CdeBaca was the sole vote in favor of the bill. Councilman Chris Hinds, whose district includes the state capitol and city hall — where protests happened earlier this summer — was aggravated by the lack of transparency and timeliness of the issues presented in the bill.
“It’s one thing to participate in protests or to see the graffiti on walls around our district, and it’s another thing to consider how the specific legal language of a bill will change how our city interacts with its people,” Hinds said.
Denver Mayor Michael Hancock wasn’t happy with the way the bill was introduced either, calling it reckless and hypocritical.
“So long as I’m mayor, we will not abolish the Denver Police Department,” he said. “So long as I’m mayor, we will not erode the capacity of law enforcement and first responders to keep our communities, neighborhoods, schools and homes in Denver safe.”
Shontel Lewis, a member of RTD’s board of directors, earlier this summer introduced a resolution to end the agency’s ties with police officers and security personnel.
The board voted 14-1 against the measure, with Lewis casting the sole yes vote. Many members thought there were good ideas presented, but said the plan needed clarity about what the reallocation of funds means, before cutting the entire security budget.
“I think the community is still engaged in the topic of discussion and is really seeing the need for the reimagining of what safety and security could look like,” Lewis said. “I feel hopeful that we will work collaboratively to come back with a proposal that directors can align with.”
Lewis is interested to see what the group at CU will do next. She is focused on looking at safety and security in a new context by moving forward with the RTD proposal later this year.
“The police have operated in the same context for many many decades, so it’s hard for people to sometimes imagine the police, safety and security looking any differently,” Lewis said.
Members of the group at CU say their demands for the Boulder campus, which they say is functionally a city unto itself, are different than those of the surrounding cities.
CU chancellor Phil DiStefano on Aug. 18 announced the first community Safety Task Force for the campus. Representatives from CU’s student government and other student organizations will work with faculty and staff in shared governance to promote transparency and engagement between the school’s police department and its students.

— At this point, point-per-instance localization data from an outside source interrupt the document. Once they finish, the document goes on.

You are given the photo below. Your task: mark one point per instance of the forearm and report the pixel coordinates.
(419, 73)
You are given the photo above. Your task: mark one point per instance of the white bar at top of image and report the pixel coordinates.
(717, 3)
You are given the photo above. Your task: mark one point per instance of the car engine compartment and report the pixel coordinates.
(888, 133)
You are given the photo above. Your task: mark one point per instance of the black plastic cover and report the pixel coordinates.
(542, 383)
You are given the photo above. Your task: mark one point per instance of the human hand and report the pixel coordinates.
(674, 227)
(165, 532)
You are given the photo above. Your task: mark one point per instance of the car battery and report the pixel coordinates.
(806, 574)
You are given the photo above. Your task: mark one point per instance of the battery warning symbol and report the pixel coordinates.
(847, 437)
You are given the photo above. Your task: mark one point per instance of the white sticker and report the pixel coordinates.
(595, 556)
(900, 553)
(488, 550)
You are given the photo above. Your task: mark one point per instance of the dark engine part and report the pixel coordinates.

“The new task force will evaluate community policing policies, practices and training and commend steps to ensure that public safety works for the entire campus community,” DiStefano wrote in a statement emailed to the CU community.
Many of the faculty members involved in DiversifyCUnow are residents of Denver. They see and experience racist policing in two large cities, Cheryl Higashida, associate professor of English, said.

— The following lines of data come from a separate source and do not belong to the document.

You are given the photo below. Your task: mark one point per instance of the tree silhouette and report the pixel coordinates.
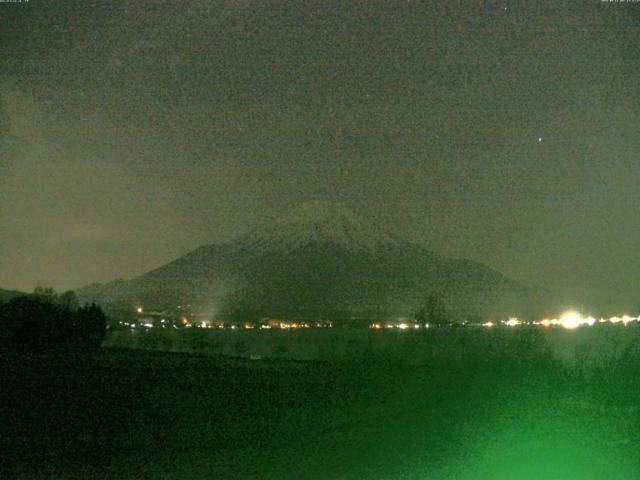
(44, 322)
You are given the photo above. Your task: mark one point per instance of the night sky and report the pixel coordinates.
(504, 132)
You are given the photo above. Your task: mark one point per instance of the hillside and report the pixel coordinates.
(320, 259)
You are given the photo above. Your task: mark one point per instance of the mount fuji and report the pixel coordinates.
(320, 259)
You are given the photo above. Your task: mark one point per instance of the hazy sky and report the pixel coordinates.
(506, 132)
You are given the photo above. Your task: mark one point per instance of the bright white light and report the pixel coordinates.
(571, 320)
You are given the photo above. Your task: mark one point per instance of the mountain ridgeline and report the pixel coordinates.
(321, 260)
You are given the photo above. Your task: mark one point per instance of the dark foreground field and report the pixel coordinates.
(124, 414)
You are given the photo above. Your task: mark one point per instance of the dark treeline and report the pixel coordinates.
(47, 322)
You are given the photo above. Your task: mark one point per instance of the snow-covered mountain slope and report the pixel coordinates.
(320, 258)
(318, 222)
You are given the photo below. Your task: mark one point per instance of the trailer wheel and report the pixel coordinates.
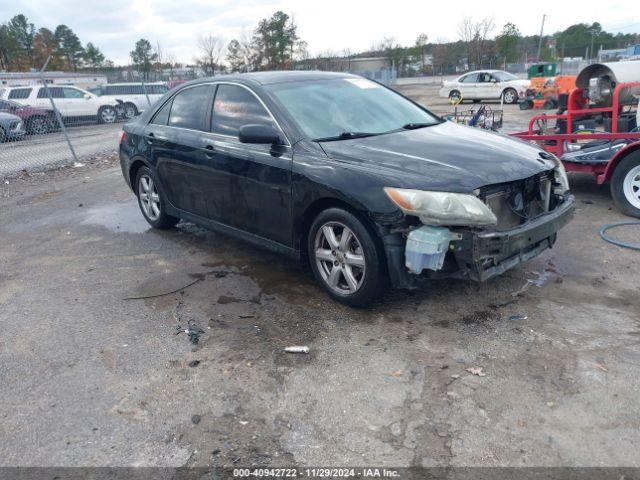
(625, 185)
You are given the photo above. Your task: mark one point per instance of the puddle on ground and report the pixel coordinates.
(117, 217)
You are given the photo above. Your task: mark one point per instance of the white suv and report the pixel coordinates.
(72, 102)
(133, 95)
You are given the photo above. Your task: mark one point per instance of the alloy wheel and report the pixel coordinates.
(340, 258)
(108, 115)
(631, 186)
(129, 111)
(509, 96)
(149, 198)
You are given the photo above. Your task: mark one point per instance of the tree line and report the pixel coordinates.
(274, 44)
(22, 48)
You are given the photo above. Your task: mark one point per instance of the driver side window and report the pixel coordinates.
(72, 93)
(234, 107)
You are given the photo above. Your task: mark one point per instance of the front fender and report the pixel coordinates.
(617, 158)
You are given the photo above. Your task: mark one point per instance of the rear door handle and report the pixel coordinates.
(209, 151)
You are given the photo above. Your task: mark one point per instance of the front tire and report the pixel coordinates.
(625, 185)
(510, 96)
(38, 126)
(345, 259)
(130, 110)
(151, 201)
(107, 114)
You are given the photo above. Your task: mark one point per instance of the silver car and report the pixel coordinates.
(11, 127)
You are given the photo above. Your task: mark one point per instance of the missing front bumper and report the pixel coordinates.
(482, 255)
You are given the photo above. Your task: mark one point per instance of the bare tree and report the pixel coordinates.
(475, 34)
(210, 48)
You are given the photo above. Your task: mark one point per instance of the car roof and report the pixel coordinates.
(126, 84)
(268, 78)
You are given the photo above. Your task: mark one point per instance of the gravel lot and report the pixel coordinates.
(41, 152)
(536, 368)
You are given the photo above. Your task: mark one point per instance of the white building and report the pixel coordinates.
(82, 80)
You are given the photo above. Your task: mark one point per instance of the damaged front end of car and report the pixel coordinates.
(477, 235)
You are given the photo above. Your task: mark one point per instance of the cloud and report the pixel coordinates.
(330, 25)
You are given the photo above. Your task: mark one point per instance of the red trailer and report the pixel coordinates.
(597, 137)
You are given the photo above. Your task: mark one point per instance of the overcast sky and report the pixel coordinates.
(326, 25)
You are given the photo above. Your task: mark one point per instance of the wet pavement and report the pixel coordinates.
(450, 375)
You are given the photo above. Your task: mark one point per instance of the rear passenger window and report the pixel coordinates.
(234, 107)
(19, 93)
(157, 89)
(471, 78)
(162, 117)
(190, 108)
(56, 92)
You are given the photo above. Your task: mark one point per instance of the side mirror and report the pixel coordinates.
(259, 134)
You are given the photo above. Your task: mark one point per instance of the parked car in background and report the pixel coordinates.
(11, 127)
(37, 121)
(73, 103)
(133, 97)
(361, 182)
(485, 85)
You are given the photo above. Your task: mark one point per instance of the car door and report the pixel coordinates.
(176, 138)
(79, 102)
(57, 93)
(469, 86)
(484, 86)
(495, 87)
(250, 183)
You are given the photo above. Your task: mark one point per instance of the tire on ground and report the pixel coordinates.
(163, 221)
(621, 193)
(375, 279)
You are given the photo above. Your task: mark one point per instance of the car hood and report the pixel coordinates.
(443, 157)
(520, 83)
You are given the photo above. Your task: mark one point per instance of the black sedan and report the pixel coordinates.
(361, 182)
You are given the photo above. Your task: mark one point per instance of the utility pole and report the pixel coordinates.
(540, 40)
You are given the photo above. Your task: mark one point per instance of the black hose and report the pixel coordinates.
(604, 229)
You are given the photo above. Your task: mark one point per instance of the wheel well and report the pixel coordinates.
(633, 149)
(133, 173)
(321, 204)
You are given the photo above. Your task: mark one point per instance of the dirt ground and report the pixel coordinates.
(538, 367)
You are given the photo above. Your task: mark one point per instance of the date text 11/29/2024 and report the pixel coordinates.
(320, 472)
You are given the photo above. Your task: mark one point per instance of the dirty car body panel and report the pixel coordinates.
(268, 194)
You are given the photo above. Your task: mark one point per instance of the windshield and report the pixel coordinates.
(331, 108)
(504, 76)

Working with Herod, a CU graduate, has strengthened the group’s resolve. In the statehouse, Herod was central to the passage of the sweeping police accountability bill which passed as Denver was roiled by protests related to the death of Floyd at the hands of Minneapolis police, and is known for her legislation around criminal justice reform. She also serves on the board of the Caring for Denver Foundation, which has funded expansion of Denver’s Support Team Assisted Response program that pairs behavioral health experts with police officers responding to 911 calls that don’t require law-enforcement intervention.

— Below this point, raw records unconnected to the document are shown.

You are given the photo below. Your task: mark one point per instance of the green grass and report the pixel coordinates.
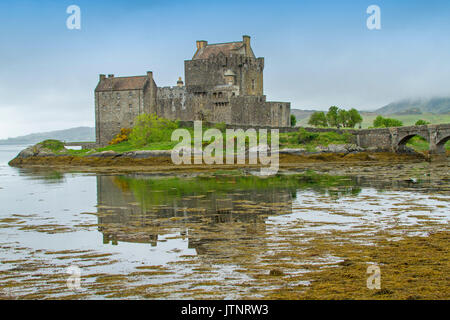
(419, 144)
(299, 139)
(53, 145)
(408, 120)
(309, 141)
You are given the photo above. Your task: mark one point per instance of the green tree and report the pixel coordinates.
(381, 122)
(354, 118)
(332, 116)
(318, 119)
(342, 118)
(293, 120)
(421, 122)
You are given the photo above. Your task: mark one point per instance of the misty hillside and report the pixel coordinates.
(79, 134)
(417, 106)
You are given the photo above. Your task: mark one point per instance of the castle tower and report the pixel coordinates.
(180, 82)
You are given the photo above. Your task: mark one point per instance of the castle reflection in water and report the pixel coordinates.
(134, 210)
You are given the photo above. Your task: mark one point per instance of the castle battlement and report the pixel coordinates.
(223, 83)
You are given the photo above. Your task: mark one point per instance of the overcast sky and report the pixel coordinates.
(317, 53)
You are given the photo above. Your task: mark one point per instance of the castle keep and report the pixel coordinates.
(223, 83)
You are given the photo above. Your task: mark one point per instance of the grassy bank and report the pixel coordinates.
(300, 139)
(408, 120)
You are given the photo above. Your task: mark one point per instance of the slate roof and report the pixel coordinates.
(210, 49)
(122, 83)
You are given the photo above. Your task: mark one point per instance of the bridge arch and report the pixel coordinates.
(440, 145)
(403, 140)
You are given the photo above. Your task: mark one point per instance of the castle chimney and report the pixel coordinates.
(246, 41)
(180, 82)
(201, 44)
(150, 75)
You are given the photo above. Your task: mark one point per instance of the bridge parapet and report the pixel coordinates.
(395, 138)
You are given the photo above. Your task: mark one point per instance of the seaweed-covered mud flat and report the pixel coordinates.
(309, 232)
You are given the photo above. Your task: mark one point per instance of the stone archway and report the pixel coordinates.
(403, 141)
(440, 146)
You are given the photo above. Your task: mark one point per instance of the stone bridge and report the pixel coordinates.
(395, 139)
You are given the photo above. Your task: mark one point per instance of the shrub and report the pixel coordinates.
(122, 136)
(54, 145)
(293, 120)
(151, 128)
(381, 122)
(305, 136)
(222, 126)
(318, 119)
(421, 122)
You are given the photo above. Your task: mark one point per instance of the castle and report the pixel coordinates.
(223, 83)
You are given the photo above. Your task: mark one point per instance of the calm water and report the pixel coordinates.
(153, 236)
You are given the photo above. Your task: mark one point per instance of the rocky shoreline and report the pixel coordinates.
(37, 156)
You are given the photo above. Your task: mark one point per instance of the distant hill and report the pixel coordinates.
(302, 114)
(417, 106)
(79, 134)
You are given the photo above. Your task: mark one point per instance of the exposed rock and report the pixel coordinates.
(142, 154)
(293, 151)
(104, 154)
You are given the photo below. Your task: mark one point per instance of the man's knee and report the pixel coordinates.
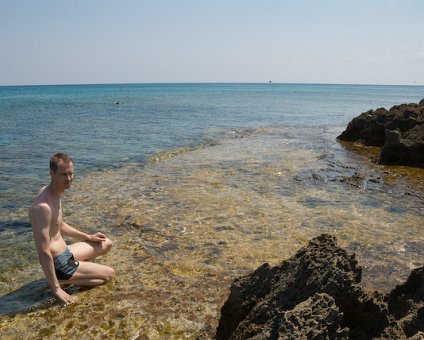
(109, 274)
(106, 245)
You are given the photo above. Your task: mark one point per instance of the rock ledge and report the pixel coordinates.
(399, 132)
(317, 295)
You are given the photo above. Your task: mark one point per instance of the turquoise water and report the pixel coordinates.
(196, 184)
(87, 121)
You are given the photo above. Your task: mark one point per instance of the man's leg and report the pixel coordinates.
(91, 274)
(84, 251)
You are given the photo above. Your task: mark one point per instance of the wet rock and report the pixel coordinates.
(317, 295)
(398, 131)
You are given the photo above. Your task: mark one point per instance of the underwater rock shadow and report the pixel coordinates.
(30, 297)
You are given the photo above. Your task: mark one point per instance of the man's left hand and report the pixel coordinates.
(97, 237)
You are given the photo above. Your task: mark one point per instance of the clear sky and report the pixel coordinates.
(144, 41)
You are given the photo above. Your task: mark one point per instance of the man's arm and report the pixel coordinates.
(40, 229)
(79, 235)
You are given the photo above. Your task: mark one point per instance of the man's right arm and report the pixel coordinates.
(41, 230)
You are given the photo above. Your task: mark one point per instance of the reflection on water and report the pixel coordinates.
(192, 220)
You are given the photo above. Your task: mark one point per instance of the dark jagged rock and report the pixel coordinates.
(317, 295)
(399, 132)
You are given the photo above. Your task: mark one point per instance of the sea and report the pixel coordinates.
(196, 184)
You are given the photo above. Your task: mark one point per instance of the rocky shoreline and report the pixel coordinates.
(317, 294)
(398, 131)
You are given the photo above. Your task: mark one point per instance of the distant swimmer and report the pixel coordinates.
(65, 264)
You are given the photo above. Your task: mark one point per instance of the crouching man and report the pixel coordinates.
(65, 264)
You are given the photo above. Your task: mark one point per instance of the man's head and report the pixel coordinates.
(61, 171)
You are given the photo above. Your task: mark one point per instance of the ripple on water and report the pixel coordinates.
(185, 226)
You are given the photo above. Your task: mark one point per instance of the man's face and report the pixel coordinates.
(64, 175)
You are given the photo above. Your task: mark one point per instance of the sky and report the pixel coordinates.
(179, 41)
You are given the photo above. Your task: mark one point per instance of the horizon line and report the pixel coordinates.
(270, 82)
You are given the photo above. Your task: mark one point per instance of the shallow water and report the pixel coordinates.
(192, 219)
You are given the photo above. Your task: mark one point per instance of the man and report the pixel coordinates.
(64, 264)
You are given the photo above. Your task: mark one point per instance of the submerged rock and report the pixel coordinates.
(317, 295)
(398, 131)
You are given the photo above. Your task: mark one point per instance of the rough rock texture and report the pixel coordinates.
(317, 295)
(399, 132)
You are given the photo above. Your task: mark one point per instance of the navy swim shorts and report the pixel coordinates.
(65, 265)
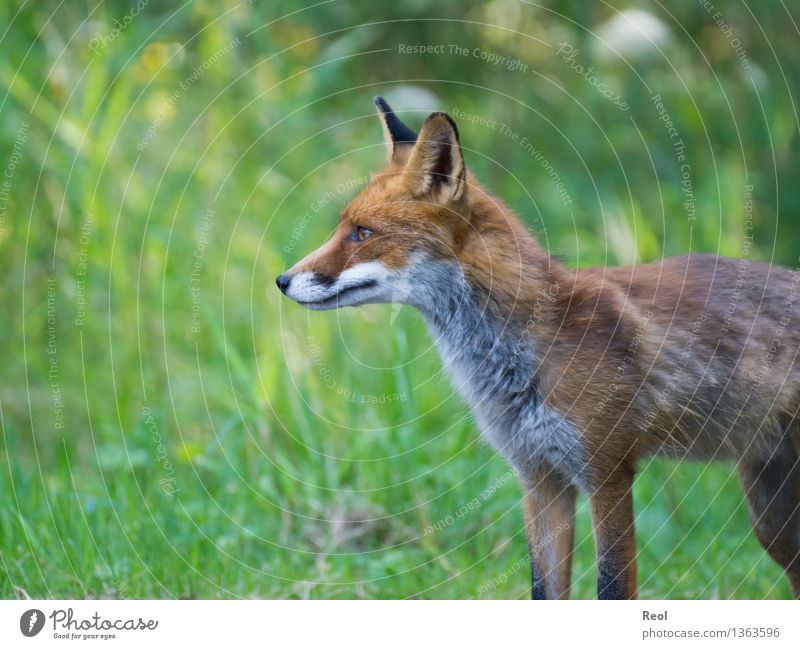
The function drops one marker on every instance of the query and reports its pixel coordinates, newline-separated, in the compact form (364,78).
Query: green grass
(325,455)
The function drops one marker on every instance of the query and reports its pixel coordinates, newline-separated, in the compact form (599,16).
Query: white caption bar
(401,624)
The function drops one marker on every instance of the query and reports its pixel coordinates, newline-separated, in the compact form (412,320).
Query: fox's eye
(361,233)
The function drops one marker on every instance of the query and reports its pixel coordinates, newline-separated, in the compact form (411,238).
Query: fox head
(390,237)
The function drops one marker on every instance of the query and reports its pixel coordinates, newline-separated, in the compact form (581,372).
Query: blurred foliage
(165,172)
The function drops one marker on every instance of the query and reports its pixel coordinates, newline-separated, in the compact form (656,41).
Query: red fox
(574,375)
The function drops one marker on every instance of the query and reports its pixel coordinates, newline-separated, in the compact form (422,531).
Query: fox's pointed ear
(399,138)
(436,164)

“As the first LGBTQ Black legislator to be elected to the Colorado General Assembly, she gets why we need to reimagine public health and safety at CU,” Higashida said.
With a new social justice movement, primarily started and fueled by the younger generation, Herod thinks student voices must be heard.
“I think that the proposal by the students is a great starting place for CUPD to work with them,” Herod said. “We need more mental health professionals and just because we’re in a pandemic does not mean that (we) shouldn’t fund it anymore or fund it even better.”